Yes, multiply x and y by sin and cos of the angle. This is how I do in C++:

class Rotate2D
{
public:
    float cosA, sinA;

    Rotate2D(const float radRot, const float scale=1.0f)
        : cosA(scale*cos(radRot)), sinA(scale*sin(radRot)){};

    template<typename T>
    inline Point2DF map(const T &pt) const
    {
        return Point2DF(cosA*pt.cx() - sinA*pt.cy(),
                     sinA*pt.cx() + cosA*pt.cy());
    }
};

This code rotates and optionally scales in 2D. In 3D is about the same thing. Scaling comes for almost free, so there is almost no reasons to not have it.

However, I'd highly recommend for you to use Quaternion library to rotate 3D points.

Answer 2

Of course there is.
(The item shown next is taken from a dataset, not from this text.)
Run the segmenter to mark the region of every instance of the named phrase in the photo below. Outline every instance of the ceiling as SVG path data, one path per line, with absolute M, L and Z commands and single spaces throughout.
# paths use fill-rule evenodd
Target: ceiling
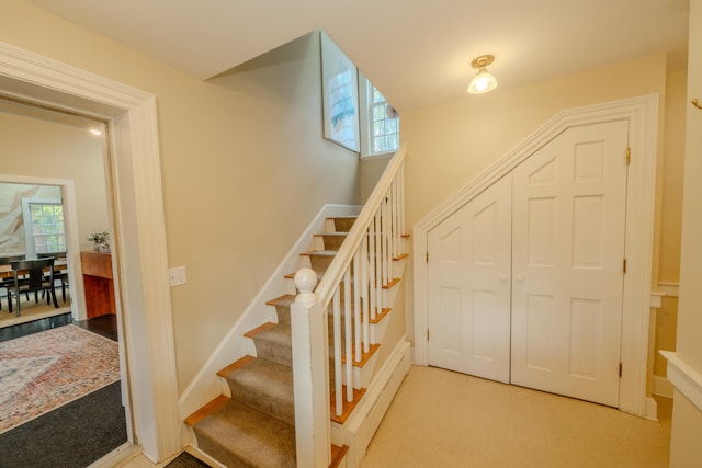
M 684 68 L 689 0 L 29 0 L 199 79 L 322 28 L 400 112 L 650 54 Z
Look at the rotation matrices https://en.wikipedia.org/wiki/Rotation_matrix.

For two dimensions the matrix is very simply it is just

    | cos A   - sin A |
R = |                 |
    | sin A     cos A |

Where A is the angle by which you want to rotate your vector

Once you composed a matrix like that multiply it by your vector and you will have the vector rotated by the amount 'A'

For two dimension use the one at the beginning of the article, for higher dimension google is your friend.

With a bit of tweaking you can extend this technique to scaling, moving (translating) and shear transformations.

Note that the multiplying two dimensional vector by 2x2 matrix results into the same operations you have to outlined in your method. It is just much cleaner way to thing about things. And it makes it much easier when number of dimensions goes beyond 2.